The fifth step in the western blot technique is to analyze the resulting data.  Once the unbound probes are washed away, the western blot can be “developed” to detect the bound proteins of interest.   Proteins of interest will not always be visualized as one clean band in a membrane.  Sometimes more than one band can be visualized.   The size of the protein can be estimated by looking at the lane with the ladder.   Sometimes the total protein can be visualized against actin or tubulin in order to correct for errors.  There are a few ways to go about visualizing the detected proteins:
  • Chemiluminescent detection:  This method utilizes an enzyme such as HRP which converts a substrate and causes it to luminesce.  A CCD camera is used to take an image of the western blot or photographic film.  The image is then analyzed by densitometry and quantifies the result in terms of OD (optical density).   This method is one of the first methods to be used for western blot detection.
  • Fluorphore detection:  These immunoassays require fewer steps because there is no need for a substrate to develop the assay, however special equipment must be used to detect a fluorescent signal.  Recently digital imaging has shifted towards infrared regions of detection.  Near IR and quantum dots has increased the use of fluorescent probes due to their enhanced sensitivity in western blot analysis.    

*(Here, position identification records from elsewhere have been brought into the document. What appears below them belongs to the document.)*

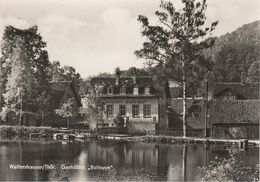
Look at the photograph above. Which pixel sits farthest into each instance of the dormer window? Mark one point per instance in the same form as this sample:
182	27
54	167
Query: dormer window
109	90
147	90
122	90
136	90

  • Radioactive detection:  Radioactive label can also be used in analysis.  The membrane is placed against an X-ray film and then allowed to develop.  The film beings to show the bands of the protein of interest as dark regions.  This type of detection is rarely used due health risks.  
To summarize, the western blot is a powerful technique used by many labs in order to analyze a protein in a mixture.  Western blotting utilizes a series of steps in order to separate, blot, and detect individual proteins.  While the technique itself is not new advances in data analysis continue to improve to yield more accurate results.